Springtime means baseball for sports fans, flowers and plants for gardeners, and new dictionary words for wordsmiths. Some of the new words appearing on the pages of various dictionaries reflect the demographic and cultural shifts in society.
Merriam-Webster said it added “more than 640 words” in April, According to the Columbia Journalism Review. The Oxford English Dictionary (OED) said it included more than “650 words, senses, and subentries” in March”; and Dictionary.com, which is based on the Random House Unabridged Dictionary and uses the American Heritage and HarperCollins dictionaries to augment its database, said it added “more than 300 words and definitions in April.
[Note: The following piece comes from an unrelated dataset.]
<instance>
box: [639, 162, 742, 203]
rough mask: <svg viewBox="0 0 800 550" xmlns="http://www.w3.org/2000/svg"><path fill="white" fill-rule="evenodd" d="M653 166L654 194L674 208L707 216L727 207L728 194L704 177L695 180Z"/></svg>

Among the new words, phrases and definitions added was “Latinx” to both the OED and Dictionary.com. The word refers to a person of Latin American descent who does not want to be identified as either a “Latino” (male) or a “Latina” (female). Merriam-Webster (M-W) included Latinx in its update last fall. Do you think it will make the list of words people get wrong all the time?
Also included in M-W were “gender nonconforming” and “top surgery” and “bottom surgery,” the procedures to have someone conform physically to their gender identity. All of them look simple enough to not be among the most commonly misspelled words in English.
Dictionary.com added “false flag,” defined as “an attack or other hostile action that obscures the identity of the participants carrying out the action while implicating another group or nation as the perpetrator.” It sounds complicated enough to be among the words people misuse all the time. The OED added that in January 2018; “false flag” hasn’t yet appeared in M-W.
Dictionary.com also added “dumpster fire.” The term is already in the M-W, but not in the OED. It means “a chaotic or disastrously mishandled situation.”
“Safe space” now appears in Dictionary.com, meaning “a place that provides a physically and emotionally safe environment for a person or group of people, especially a place where people can freely express themselves without fear of prejudice, negative judgment, etc.” M-W added it in 2017; OED has not included it yet.
A definition has been added to the word “snowflake” in M-W. Besides being a crystalline form of precipitation, “snowflake” can also mean “someone regarded or treated as unique or special” and “someone who is overly sensitive.”
The CJR said many of the new words added in the OED are British, and they may eventually find their way into American conversation. After all, they are only getting more popular. And maybe one day can end up on the list of most popular words that entered the dictionary in the last decade.